L’étude souligne toutefois que le trafic automatisé n’est pas nécessairement malveillant. Certaines fonctionnalités largement utilisées, comme les résumés générés par l’intelligence artificielle dans les moteurs de recherche ou les outils de saisie automatique, font également partie de cette catégorie.
Des infrastructures sous pression
L’augmentation du trafic automatisé pose également la question de la capacité des infrastructures numériques à absorber cette croissance.
Pour Mohamed Charif Djebli, les grands fournisseurs de services cloud disposent aujourd’hui des moyens techniques nécessaires pour faire face à cette évolution. Le principal défi se situe ailleurs.
"Les infrastructures actuelles ont été historiquement conçues pour servir principalement des utilisateurs humains. L’augmentation rapide du trafic généré par des agents automatisés remet progressivement en question ce modèle", explique-t-il à SNRTnews.
L’enjeu consiste désormais à identifier les bots légitimes, bloquer les bots malveillants et maintenir la qualité de service pour les utilisateurs humains.
Selon lui, de nouvelles technologies apparaissent déjà pour répondre à cette problématique. Elles associent intelligence artificielle, analyse comportementale et mécanismes adaptatifs capables de réguler automatiquement les flux de requêtes.
"Ces technologies devraient devenir des composants standards des infrastructures web dans les prochaines années", précise-t-il.
Un impact économique croissant
Au-delà des défis techniques, la progression du trafic automatisé entraîne également des conséquences financières pour les entreprises.
"Chaque requête adressée à un serveur consomme des ressources de calcul, de mémoire, de stockage et de bande passante", rappelle Djebli Mohamed Charif.
Lorsque des millions de requêtes sont générées quotidiennement par des bots, les organisations doivent renforcer leurs capacités informatiques, investir davantage dans les infrastructures cloud et accroître leurs dépenses en cybersécurité.
L’expert cite notamment les solutions anti-bots, les systèmes de protection contre les attaques par déni de service distribué (DDoS), les outils de détection comportementale ainsi que les dispositifs de surveillance continue.
Selon lui, ces dépenses représentent désormais une part significative du budget informatique de certaines entreprises.
Vers une redéfinition des audiences en ligne
La progression des bots pourrait également modifier les modèles économiques qui reposent sur le volume de trafic Internet.
L'expert estime que les indicateurs traditionnels tels que le nombre de visites ou les pages vues risquent progressivement de perdre de leur pertinence.

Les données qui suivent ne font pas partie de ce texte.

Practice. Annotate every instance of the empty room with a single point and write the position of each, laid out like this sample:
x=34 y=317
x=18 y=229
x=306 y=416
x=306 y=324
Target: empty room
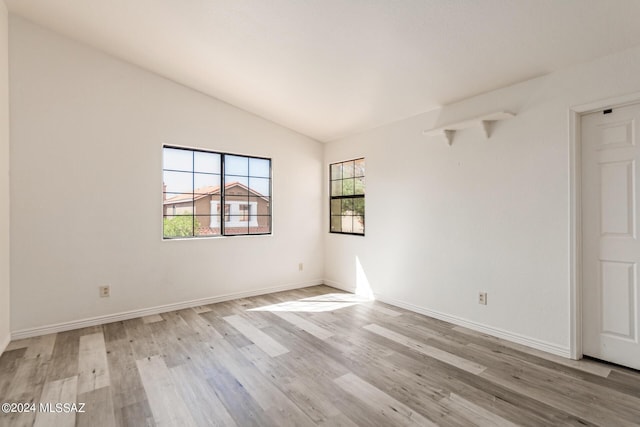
x=319 y=213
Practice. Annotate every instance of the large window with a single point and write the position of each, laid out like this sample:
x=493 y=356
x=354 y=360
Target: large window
x=214 y=194
x=347 y=197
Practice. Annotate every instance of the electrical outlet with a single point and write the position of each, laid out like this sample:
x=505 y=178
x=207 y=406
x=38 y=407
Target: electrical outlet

"Les annonceurs accordent de plus en plus d’importance à la qualité de l’audience, à l’engagement réel et aux interactions humaines vérifiées", explique-t-il.

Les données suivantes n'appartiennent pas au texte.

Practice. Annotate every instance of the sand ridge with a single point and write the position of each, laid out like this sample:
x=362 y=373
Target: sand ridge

Face à cette évolution, les plateformes développent déjà de nouvelles méthodes de mesure capables de distinguer avec davantage de précision les visiteurs humains des agents automatisés.
Selon l’ingénieur, la capacité à certifier l’authenticité d’une audience pourrait devenir un avantage concurrentiel important dans les années à venir. "La confiance dans les métriques de fréquentation deviendra un enjeu stratégique aussi important que le volume de trafic lui-même", souligne-t-il.

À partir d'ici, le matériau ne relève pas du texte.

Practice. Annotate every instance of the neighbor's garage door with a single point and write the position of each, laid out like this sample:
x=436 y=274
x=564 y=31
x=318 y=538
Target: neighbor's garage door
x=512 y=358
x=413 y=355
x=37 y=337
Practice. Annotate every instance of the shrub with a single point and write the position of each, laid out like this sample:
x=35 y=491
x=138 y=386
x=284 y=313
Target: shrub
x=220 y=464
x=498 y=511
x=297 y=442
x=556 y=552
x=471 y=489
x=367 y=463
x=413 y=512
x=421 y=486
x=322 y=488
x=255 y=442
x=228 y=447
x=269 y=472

Le rapport de HUMAN Security repose sur les données recueillies par sa plateforme Human Defense Platform, qui affirme avoir analysé plus d’un quadrillion d’interactions numériques. Les auteurs reconnaissent toutefois que la mesure du trafic automatisé à l’échelle mondiale reste complexe, notamment en raison de l’absence d’une base de données centralisée couvrant l’ensemble des interactions sur internet.
Cette publication constitue néanmoins l’un des indicateurs les plus suivis de l’évolution du trafic lié à l’intelligence artificielle. Une tendance qui, selon plusieurs acteurs du secteur, devrait continuer à s’accélérer avec la multiplication des outils d’IA générative et des agents autonomes capables d’interagir directement avec le web.